Yequan Bie,Luyang Luo,Hao Chen
2024-01-17
Abstract:Black-box deep learning approaches have showcased significant potential in the realm of medical image analysis. However, the stringent trustworthiness requirements intrinsic to the medical field have catalyzed research into the utilization of Explainable Artificial Intelligence (XAI), with a particular focus on concept-based methods. Existing concept-based methods predominantly apply concept annotations from a single perspective (e.g., global level), neglecting the nuanced semantic relationships between sub-regions and concepts embedded within medical images. This leads to underutilization of the valuable medical information and may cause models to fall short in harmoniously balancing interpretability and performance when employing inherently interpretable architectures such as Concept Bottlenecks. To mitigate these shortcomings, we propose a multi-modal explainable disease diagnosis framework that meticulously aligns medical images and clinical-related concepts semantically at multiple strata, encompassing the image level, token level, and concept level. Moreover, our method allows for model intervention and offers both textual and visual explanations in terms of human-interpretable concepts. Experimental results on three skin image datasets demonstrate that our method, while preserving model interpretability, attains high performance and label efficiency for concept detection and disease diagnosis.
Computer Vision and Pattern Recognition,Artificial Intelligence
What problem does this paper attempt to address?
### The Problem Addressed by the Paper This paper aims to address the lack of transparency and interpretability in black-box deep learning methods within the field of medical image analysis. Specifically, the authors propose a new framework called MICA (Multi-level Image-Concept Alignment) for skin lesion diagnosis.
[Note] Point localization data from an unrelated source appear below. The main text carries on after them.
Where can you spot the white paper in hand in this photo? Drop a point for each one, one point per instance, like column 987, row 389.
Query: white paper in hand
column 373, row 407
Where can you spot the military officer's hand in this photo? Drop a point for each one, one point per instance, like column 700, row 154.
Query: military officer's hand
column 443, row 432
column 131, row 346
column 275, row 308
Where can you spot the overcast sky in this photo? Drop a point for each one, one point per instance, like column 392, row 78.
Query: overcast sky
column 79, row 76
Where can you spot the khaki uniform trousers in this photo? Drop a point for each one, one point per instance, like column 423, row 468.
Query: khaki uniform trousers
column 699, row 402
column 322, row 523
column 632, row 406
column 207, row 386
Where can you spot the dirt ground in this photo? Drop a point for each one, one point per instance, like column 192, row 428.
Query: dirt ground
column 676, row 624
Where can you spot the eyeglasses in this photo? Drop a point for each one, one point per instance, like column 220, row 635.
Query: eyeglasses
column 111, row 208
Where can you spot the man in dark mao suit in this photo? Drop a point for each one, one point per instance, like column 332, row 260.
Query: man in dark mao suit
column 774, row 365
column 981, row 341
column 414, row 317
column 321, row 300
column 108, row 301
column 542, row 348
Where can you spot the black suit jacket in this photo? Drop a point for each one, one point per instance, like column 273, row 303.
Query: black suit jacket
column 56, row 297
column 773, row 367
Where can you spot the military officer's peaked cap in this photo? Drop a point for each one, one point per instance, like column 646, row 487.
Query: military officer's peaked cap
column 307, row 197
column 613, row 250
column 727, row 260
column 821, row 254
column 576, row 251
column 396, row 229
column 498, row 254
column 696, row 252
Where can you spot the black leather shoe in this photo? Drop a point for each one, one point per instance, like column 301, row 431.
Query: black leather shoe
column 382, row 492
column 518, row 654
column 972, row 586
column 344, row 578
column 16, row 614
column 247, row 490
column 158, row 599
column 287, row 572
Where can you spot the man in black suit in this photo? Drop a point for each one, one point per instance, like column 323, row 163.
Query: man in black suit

This framework aligns images with clinical concepts in a multimodal and multi-level manner to enhance model interpretability and performance. **Main issues include:** 1. **Lack of interpretability in black-box models**: Although deep learning performs well in medical image analysis, its "black-box" nature makes the prediction process opaque, failing to meet the high trustworthiness requirements of the medical field. 2. **Limitations of existing interpretability methods**: Existing concept-based methods typically apply concept annotations from a single perspective (e.g., global level), ignoring the complex semantic relationships between image subregions and concepts, making it difficult to balance interpretability and performance. 3. **Shortcomings of concept-based methods**: Existing concept-based methods sacrifice model performance when designing interpretability architectures, especially in terms of classification accuracy, which is inferior to black-box methods. ### Solution The MICA framework addresses the above issues in the following ways: 1. **Multi-level alignment**: Aligns medical images and clinically relevant concepts at three different levels: image-level, token-level, and concept-level, fully utilizing medical information to improve model interpretability and performance. 2. **Utilizing language models**: Uses large language models in the medical field as concept encoders, enabling the model to understand underlying concept semantics. 3. **Simultaneous disease diagnosis and concept detection**: The framework can detect specific medical concepts while diagnosing diseases, providing both textual and visual explanations. ### Experimental Results Experimental results show that MICA achieves excellent performance on three skin image datasets, particularly excelling in concept detection and disease diagnosis while maintaining model interpretability.